Une mission technique algérienne de haut niveau au Tchad : Passer des accords aux chantiers
Trois jours, cinq organismes publics, un objectif : transformer en réalité les engagements signés il y a dix jours à peine.
Une délégation technique algérienne de haut niveau se rend ce dimanche à N’Djamena pour une visite de travail de trois jours — les 3, 4 et 5 mai — consacrée à la mise en œuvre des accords de coopération conclus entre l’Algérie et le Tchad dans le domaine des travaux publics et des infrastructures de base. C’est le département d’Abdelkader Djellaoui qui a annoncé la mission dans un communiqué diffusé samedi. Selon le communiqué du ministère, la commission est composée de représentants de cinq entités : le ministère des Travaux publics lui-même, l’Agence algérienne de coopération internationale pour la solidarité et le développement, l’entreprise publique Cosider Travaux Publics, la Société nationale des travaux publics (SNTP) et l’Organisme national de contrôle technique des travaux publics (CTTP). La diversité de cette composition — un ministère, une agence de coopération, deux entreprises publiques d’exécution et un organisme de contrôle — indique que la visite ne relève pas de la diplomatie de façade mais d’un travail opérationnel : identifier les projets, évaluer les besoins, définir les mécanismes d’exécution sur le terrain.

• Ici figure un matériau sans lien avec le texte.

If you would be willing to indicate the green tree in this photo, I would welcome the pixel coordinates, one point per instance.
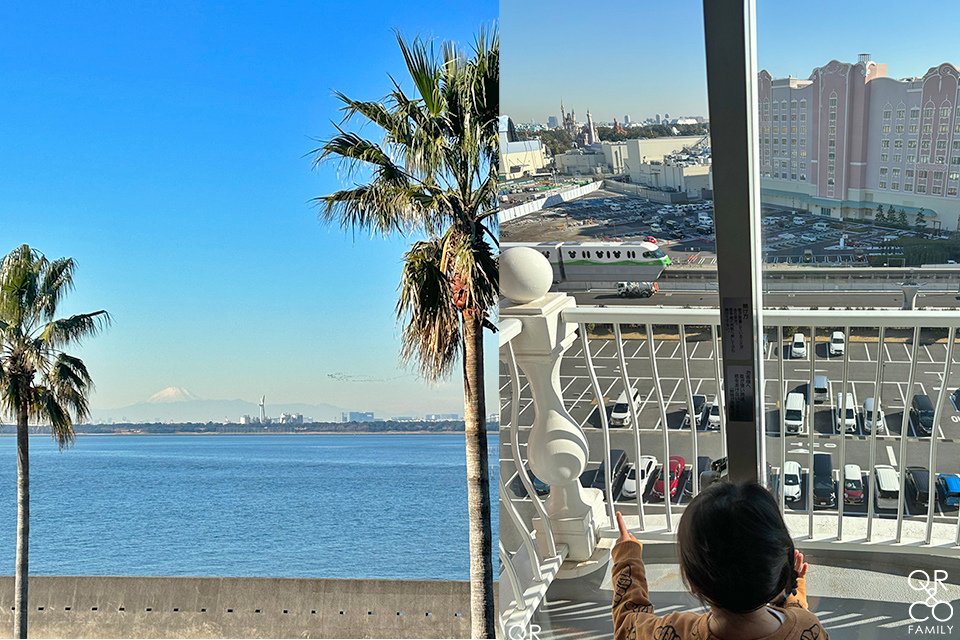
(39, 382)
(433, 174)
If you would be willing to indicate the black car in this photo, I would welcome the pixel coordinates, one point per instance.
(917, 484)
(921, 414)
(699, 410)
(824, 492)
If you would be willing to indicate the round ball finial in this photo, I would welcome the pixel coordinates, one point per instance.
(525, 274)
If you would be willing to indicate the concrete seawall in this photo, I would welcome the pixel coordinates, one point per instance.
(148, 607)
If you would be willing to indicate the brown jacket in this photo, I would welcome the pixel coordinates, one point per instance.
(634, 619)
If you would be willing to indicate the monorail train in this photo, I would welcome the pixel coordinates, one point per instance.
(600, 261)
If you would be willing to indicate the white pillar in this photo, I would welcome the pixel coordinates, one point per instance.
(557, 447)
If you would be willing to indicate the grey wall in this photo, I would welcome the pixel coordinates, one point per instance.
(112, 607)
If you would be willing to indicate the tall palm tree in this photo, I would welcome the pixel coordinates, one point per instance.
(433, 175)
(39, 382)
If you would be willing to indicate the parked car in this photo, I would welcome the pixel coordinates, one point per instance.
(852, 484)
(886, 493)
(917, 485)
(821, 388)
(675, 470)
(921, 414)
(869, 418)
(713, 416)
(846, 413)
(621, 415)
(824, 492)
(838, 343)
(795, 408)
(699, 409)
(638, 476)
(948, 489)
(792, 487)
(798, 348)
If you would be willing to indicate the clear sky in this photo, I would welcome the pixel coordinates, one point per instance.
(163, 146)
(643, 58)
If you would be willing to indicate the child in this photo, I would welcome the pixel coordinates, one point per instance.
(736, 555)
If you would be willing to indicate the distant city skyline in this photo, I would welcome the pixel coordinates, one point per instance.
(646, 58)
(166, 149)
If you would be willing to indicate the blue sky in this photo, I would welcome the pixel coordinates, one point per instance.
(642, 58)
(163, 146)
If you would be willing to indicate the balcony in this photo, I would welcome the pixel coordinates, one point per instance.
(564, 464)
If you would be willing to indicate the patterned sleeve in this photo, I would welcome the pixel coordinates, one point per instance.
(799, 600)
(631, 599)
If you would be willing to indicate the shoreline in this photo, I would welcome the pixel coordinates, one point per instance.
(241, 433)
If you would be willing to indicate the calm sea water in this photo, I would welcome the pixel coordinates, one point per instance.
(351, 506)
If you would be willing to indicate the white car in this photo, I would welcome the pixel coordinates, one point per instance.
(792, 487)
(846, 415)
(713, 419)
(798, 348)
(646, 468)
(838, 343)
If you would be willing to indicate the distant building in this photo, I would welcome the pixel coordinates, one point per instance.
(438, 417)
(849, 138)
(357, 416)
(519, 157)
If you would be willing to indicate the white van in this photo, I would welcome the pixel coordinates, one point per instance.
(887, 482)
(798, 348)
(846, 414)
(795, 409)
(621, 416)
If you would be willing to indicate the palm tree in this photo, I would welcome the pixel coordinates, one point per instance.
(38, 381)
(433, 175)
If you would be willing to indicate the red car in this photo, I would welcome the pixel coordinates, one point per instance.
(676, 469)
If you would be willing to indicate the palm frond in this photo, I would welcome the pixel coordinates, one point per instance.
(60, 333)
(431, 335)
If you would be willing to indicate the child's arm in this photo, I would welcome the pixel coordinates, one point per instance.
(800, 599)
(631, 601)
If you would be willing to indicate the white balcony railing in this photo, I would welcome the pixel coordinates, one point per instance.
(564, 365)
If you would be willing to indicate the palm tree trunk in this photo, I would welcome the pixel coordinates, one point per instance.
(23, 525)
(478, 486)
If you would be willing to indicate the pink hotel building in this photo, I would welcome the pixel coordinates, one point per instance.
(849, 138)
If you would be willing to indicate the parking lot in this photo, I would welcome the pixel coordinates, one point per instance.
(580, 401)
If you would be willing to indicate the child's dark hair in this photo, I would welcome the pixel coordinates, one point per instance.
(734, 548)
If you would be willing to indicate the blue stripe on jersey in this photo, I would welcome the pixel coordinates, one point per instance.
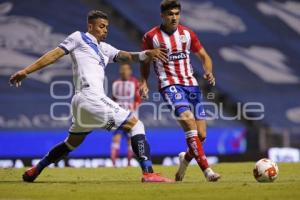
(94, 46)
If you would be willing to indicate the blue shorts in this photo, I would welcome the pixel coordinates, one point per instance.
(121, 132)
(181, 98)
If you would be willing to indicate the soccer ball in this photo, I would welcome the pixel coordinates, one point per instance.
(265, 170)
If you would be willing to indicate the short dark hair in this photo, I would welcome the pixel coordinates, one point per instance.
(169, 4)
(95, 14)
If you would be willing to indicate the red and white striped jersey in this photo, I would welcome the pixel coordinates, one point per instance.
(179, 44)
(126, 93)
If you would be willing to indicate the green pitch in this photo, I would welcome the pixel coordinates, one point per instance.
(124, 183)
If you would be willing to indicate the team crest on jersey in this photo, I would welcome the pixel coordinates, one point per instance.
(183, 39)
(177, 56)
(178, 96)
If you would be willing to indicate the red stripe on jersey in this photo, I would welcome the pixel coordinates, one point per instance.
(181, 32)
(166, 65)
(176, 62)
(147, 43)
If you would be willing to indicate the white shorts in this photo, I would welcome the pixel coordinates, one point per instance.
(90, 111)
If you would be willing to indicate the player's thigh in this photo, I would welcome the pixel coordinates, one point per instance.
(195, 97)
(116, 138)
(100, 112)
(187, 121)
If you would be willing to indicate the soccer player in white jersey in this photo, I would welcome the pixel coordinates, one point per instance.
(177, 85)
(91, 108)
(125, 91)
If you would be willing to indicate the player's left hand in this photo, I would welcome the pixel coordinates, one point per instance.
(210, 78)
(16, 79)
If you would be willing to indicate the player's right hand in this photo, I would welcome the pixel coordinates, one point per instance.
(144, 90)
(158, 53)
(16, 79)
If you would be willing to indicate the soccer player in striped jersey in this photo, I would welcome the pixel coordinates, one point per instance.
(125, 91)
(91, 108)
(177, 85)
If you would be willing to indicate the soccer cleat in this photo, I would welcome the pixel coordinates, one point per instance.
(155, 178)
(31, 174)
(183, 164)
(211, 176)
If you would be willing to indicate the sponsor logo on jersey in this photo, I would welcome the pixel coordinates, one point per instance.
(177, 56)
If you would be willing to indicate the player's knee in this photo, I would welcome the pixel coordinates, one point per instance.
(137, 129)
(187, 121)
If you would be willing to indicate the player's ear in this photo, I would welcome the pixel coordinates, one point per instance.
(89, 26)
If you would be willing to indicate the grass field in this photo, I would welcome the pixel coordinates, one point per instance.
(124, 183)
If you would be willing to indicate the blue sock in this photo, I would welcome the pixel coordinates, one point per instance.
(141, 149)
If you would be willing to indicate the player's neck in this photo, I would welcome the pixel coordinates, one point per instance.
(167, 30)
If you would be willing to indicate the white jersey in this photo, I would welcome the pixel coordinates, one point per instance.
(91, 108)
(89, 61)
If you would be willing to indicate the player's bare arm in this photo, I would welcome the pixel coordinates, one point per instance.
(207, 66)
(47, 59)
(130, 57)
(145, 71)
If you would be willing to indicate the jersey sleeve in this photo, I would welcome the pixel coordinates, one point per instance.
(147, 42)
(70, 43)
(195, 43)
(110, 51)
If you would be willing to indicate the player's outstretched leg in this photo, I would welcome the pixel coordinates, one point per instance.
(115, 147)
(54, 155)
(141, 148)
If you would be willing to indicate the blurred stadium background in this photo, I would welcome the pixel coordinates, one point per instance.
(255, 46)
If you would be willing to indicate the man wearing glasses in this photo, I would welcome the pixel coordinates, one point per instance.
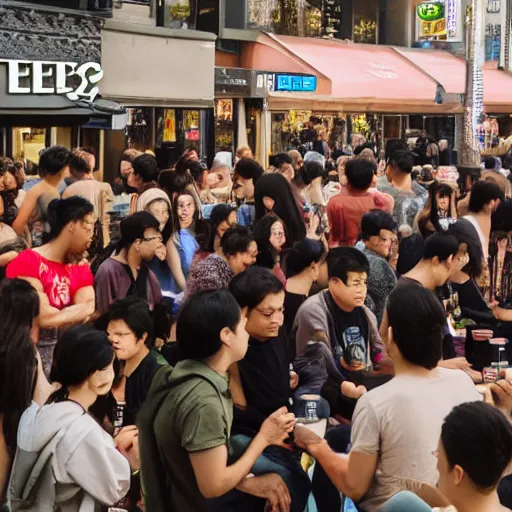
(126, 272)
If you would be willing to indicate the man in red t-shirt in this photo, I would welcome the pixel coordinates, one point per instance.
(346, 209)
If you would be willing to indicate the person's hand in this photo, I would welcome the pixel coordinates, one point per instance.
(461, 363)
(350, 390)
(294, 380)
(272, 488)
(132, 453)
(161, 252)
(304, 437)
(125, 437)
(277, 427)
(502, 396)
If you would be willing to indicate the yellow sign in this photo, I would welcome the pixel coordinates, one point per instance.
(434, 28)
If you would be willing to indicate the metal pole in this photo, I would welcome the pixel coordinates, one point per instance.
(473, 100)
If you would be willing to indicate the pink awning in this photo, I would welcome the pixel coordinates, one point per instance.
(375, 78)
(450, 72)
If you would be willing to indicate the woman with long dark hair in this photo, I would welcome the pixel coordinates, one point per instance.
(21, 373)
(273, 194)
(439, 212)
(270, 236)
(81, 468)
(59, 273)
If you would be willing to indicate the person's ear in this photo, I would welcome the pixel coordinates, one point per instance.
(269, 203)
(458, 474)
(225, 336)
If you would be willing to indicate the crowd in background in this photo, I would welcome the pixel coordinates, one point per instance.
(317, 335)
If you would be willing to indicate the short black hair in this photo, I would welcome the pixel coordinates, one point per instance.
(53, 160)
(133, 227)
(442, 245)
(201, 320)
(342, 260)
(417, 319)
(249, 169)
(236, 239)
(360, 172)
(146, 167)
(61, 212)
(310, 171)
(478, 438)
(78, 165)
(134, 311)
(490, 163)
(303, 253)
(375, 220)
(281, 159)
(402, 160)
(252, 286)
(482, 193)
(466, 233)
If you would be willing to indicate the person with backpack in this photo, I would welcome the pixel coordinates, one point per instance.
(65, 461)
(185, 423)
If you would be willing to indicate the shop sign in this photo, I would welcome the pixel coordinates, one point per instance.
(440, 20)
(293, 83)
(76, 82)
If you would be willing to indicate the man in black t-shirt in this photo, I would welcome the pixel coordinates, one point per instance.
(262, 380)
(130, 329)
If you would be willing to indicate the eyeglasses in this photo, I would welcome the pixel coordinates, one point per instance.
(271, 313)
(357, 284)
(152, 238)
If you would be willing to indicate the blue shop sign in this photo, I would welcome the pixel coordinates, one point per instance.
(295, 83)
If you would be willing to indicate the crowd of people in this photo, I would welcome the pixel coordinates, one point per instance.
(312, 337)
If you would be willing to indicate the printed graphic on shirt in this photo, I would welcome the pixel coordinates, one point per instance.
(354, 356)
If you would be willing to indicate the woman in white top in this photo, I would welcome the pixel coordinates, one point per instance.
(72, 462)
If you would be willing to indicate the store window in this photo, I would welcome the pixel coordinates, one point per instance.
(139, 131)
(224, 126)
(310, 18)
(28, 143)
(179, 14)
(365, 22)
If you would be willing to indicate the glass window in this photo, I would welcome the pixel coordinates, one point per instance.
(179, 14)
(310, 18)
(365, 22)
(224, 125)
(28, 143)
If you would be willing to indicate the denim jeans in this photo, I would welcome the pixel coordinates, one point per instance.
(273, 460)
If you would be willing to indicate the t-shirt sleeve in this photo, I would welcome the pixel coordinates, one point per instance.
(309, 321)
(26, 264)
(204, 427)
(83, 276)
(365, 428)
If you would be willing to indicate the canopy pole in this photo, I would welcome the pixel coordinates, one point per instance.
(474, 95)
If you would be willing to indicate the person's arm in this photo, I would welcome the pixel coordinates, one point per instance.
(214, 476)
(96, 455)
(335, 216)
(25, 212)
(174, 262)
(50, 317)
(236, 387)
(5, 461)
(351, 474)
(270, 487)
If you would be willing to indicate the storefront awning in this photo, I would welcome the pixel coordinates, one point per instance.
(370, 78)
(450, 71)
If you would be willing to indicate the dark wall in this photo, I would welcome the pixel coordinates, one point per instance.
(33, 34)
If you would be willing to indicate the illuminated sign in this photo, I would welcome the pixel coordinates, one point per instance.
(439, 20)
(294, 83)
(75, 81)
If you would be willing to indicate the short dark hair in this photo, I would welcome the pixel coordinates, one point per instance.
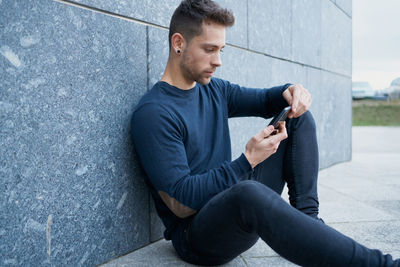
(190, 15)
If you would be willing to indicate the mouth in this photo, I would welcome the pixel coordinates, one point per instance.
(209, 73)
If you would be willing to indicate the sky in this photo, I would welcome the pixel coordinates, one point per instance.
(376, 42)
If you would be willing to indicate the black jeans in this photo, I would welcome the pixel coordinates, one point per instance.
(233, 220)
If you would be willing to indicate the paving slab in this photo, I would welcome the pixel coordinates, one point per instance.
(359, 198)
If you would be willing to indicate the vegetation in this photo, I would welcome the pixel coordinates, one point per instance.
(376, 113)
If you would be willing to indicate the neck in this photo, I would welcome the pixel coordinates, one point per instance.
(174, 76)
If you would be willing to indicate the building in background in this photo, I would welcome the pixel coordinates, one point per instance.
(72, 193)
(362, 90)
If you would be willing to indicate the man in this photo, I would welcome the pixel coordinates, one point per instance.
(214, 208)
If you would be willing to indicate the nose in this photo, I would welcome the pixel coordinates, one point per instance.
(216, 60)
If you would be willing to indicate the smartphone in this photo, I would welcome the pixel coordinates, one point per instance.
(281, 117)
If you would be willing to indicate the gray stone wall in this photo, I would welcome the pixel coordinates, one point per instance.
(71, 73)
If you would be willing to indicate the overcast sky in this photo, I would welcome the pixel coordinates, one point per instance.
(376, 41)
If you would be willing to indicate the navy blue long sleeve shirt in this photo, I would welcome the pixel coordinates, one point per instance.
(183, 144)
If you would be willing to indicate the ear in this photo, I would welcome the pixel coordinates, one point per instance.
(177, 42)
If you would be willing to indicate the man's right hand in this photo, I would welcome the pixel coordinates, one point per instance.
(263, 144)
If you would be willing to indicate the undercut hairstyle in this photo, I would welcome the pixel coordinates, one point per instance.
(189, 16)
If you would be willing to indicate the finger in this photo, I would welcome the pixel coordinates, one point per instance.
(268, 130)
(281, 134)
(264, 133)
(295, 100)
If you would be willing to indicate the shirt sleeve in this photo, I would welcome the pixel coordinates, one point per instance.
(243, 101)
(158, 142)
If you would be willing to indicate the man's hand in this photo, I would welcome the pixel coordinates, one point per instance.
(263, 144)
(299, 98)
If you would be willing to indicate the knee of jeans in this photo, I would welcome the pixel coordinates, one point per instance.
(249, 192)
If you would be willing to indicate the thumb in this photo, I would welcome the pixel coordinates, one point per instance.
(267, 131)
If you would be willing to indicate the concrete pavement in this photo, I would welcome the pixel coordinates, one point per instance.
(360, 198)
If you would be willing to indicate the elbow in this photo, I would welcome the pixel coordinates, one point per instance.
(179, 209)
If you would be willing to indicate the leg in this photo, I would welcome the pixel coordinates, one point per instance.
(295, 162)
(232, 221)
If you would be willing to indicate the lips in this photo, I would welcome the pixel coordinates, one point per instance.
(210, 73)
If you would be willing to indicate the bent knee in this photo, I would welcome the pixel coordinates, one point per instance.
(250, 192)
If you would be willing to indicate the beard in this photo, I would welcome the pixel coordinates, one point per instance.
(189, 72)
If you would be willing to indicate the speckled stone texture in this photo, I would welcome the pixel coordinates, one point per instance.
(72, 189)
(72, 192)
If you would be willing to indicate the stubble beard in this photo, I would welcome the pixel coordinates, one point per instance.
(189, 74)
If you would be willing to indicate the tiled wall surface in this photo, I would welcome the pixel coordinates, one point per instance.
(71, 73)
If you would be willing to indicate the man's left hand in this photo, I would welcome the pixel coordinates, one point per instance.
(298, 98)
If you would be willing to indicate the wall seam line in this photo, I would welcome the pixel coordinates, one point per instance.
(98, 10)
(109, 13)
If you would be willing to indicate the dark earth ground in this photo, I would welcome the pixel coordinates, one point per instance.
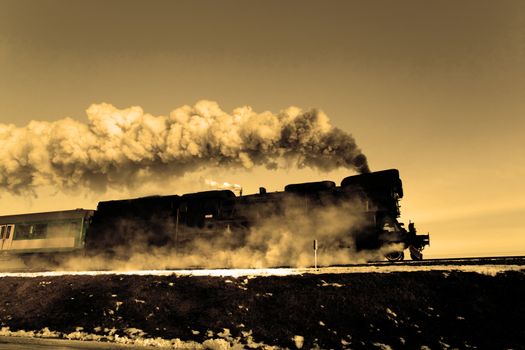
(402, 310)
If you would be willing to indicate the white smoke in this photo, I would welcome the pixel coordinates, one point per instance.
(223, 185)
(124, 147)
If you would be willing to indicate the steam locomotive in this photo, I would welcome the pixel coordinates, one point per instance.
(174, 221)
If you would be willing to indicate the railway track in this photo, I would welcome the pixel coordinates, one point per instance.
(485, 265)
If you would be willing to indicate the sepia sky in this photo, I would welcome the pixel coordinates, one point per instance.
(433, 88)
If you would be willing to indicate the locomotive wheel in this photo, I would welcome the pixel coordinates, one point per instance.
(395, 256)
(415, 254)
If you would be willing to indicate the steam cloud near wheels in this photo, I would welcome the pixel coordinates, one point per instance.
(121, 147)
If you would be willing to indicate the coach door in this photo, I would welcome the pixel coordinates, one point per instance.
(6, 236)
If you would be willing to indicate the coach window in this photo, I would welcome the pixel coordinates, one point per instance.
(24, 232)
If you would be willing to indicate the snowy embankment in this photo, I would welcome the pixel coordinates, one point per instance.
(346, 307)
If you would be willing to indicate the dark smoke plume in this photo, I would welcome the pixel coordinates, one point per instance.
(120, 147)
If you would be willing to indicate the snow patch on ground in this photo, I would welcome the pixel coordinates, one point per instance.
(491, 270)
(137, 337)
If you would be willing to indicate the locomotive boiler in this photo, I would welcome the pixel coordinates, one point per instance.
(119, 226)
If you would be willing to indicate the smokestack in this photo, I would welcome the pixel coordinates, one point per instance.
(120, 147)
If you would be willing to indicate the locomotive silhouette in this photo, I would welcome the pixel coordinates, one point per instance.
(119, 226)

Le ministère précise que la mission s’inscrit dans «le cadre de l’exécution des orientations des plus hautes autorités du pays visant à renforcer la coopération avec la République du Tchad», et qu’elle constitue une «étape pratique» pour traduire les accords signés en programmes de coopération et en mécanismes d’exécution concrets.
Pour comprendre la rapidité avec laquelle cette mission est organisée, il faut revenir au 22 avril dernier. C’est à cette date qu’ont été paraphés, entre Alger et N’Djamena, des mémorandums d’entente et des accords de coopération bilatérale dans le secteur des infrastructures. Ces textes, conclus entre le ministre des Travaux publics Abdelkader Djellaoui et son homologue tchadien Amir Idriss Kourda, portaient sur plusieurs axes : l’échange d’expertises techniques pour l’entretien et le développement des infrastructures de base au Tchad, la modernisation routière, ainsi que des projets dans les domaines de l’énergie et des transports visant à désenclaver la région. La visite de dimanche est donc la première mise en mouvement concrète de ces engagements, moins de deux semaines après leur signature .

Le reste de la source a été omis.